NEWTON Abbot Spurs will have a new face in the dugout next season following some recruitment from their cross-town rivals.
The club announced on Monday that Buckland Athletic Reserves boss Marc Revell would be making the short switch from Homers Heath to The Rec to work alongside Ross Bellotti.
Revell, who joins as first team manager, racked up more than 350 appearances as a player for Buckland before taking on a managerial role with the club’s reserve side.
Having won the SDFL Premier Division and the Herald Cup in his first season shadowing Neil Snell on the sideline, Revell led the team on two promising runs in the Devon Football League before both seasons were curtailed.
But with league rules meaning that Buckland’s second string cannot be promoted, the prospect of Peninsula League football elsewhere is an itch Revell says he needed to scratch.
‘The chance to progress and test myself was ultimately too good to turn down,’ he explained this week.
‘I look back on my time at Buckland as a player and a manager as being successful. I’m confident we would’ve won the title in one of the curtailed Devon Football League seasons.
‘I take my Saturdays very seriously, and I’ve been very blessed at Buckland to have been able to win a few things.
‘And based on some of the feedback I’ve had from Ross, that’s one of the reasons the players at Newton Spurs are excited to work with me. They’ve spent a bit of time not winning stuff and they want to change that.’
Revell wasn’t set on a career in management during his time as a player, but a campaign working with Snell gave him an appetite for more.
‘I never really fancied management during my playing days,’ he explained. ‘Believe it or not I was actually a pretty quiet player – I’d give referees a bit of stick but I wasn’t a big voice in the dressing room.
‘But working alongside Neil in that first season actually made me want more. It’s been fairly natural for me to stand up and just tell the lads what I think.
‘Now I’m hungry and just want to keep earning my stripes at the best club possible for my situation right now.
‘And the messages of encouragement I’ve been receiving since the announcement seem to have justified it to me that I’ve made the right decision.’
As a naturally confident person, it comes as no surprise that Revell joins the Spurs with some lofty expectations of what they can achieve during his time in charge.
He said: ‘Naturally, my confident self says I want to win the league there.
‘When we took the Reserves into the DFL I was told to consolidate and stay in the division, but I was confident of getting top six and we were on course to out-perform that.
‘That being said, I’m not deluded. I know a few of the lads have moved on. I think a top half finish is very much possible if the players work hard.
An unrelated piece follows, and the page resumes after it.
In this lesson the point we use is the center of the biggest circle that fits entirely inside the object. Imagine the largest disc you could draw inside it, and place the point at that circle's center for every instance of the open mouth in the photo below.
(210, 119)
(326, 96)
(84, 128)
‘Then hopefully we can build something really good over the next three years or so.’
Spurs chairman Bellotti, who has known Revell personally for more than 20 years, said that from his perspective the appointment makes complete sense.
‘Marc has been around and done it while being successful along the way,’ he explained. ‘I first contacted him about it around a month ago, and I think the way he’s handled the whole thing has been exemplary.
‘He’ll be the manager – in my experience having joint managers doesn’t really work.
‘The key thing is communication with the players and you don’t want to muddy the water, so I’ll be stepping back a bit from that side of things.’
Bellotti also hopes that the move will bring some stability to The Rec, adding: ‘I took over to build the club around the right people.
‘We don’t wand a succession of yo-yo players – we want to build on what has historically made the club so great, and that’s local people.’
Revell was set to take his first training session yesterday, with a trip to Exwick Villa scheduled for next Saturday after tomorrow’s clash with Topsham Town was called off.
The Spurs have also added a new sponsor ahead of the coming season in the form of Pavilion Construction.
‘We really are very grateful to them for lending their support in what is still a difficult time for many businesses,’ Bellotti said.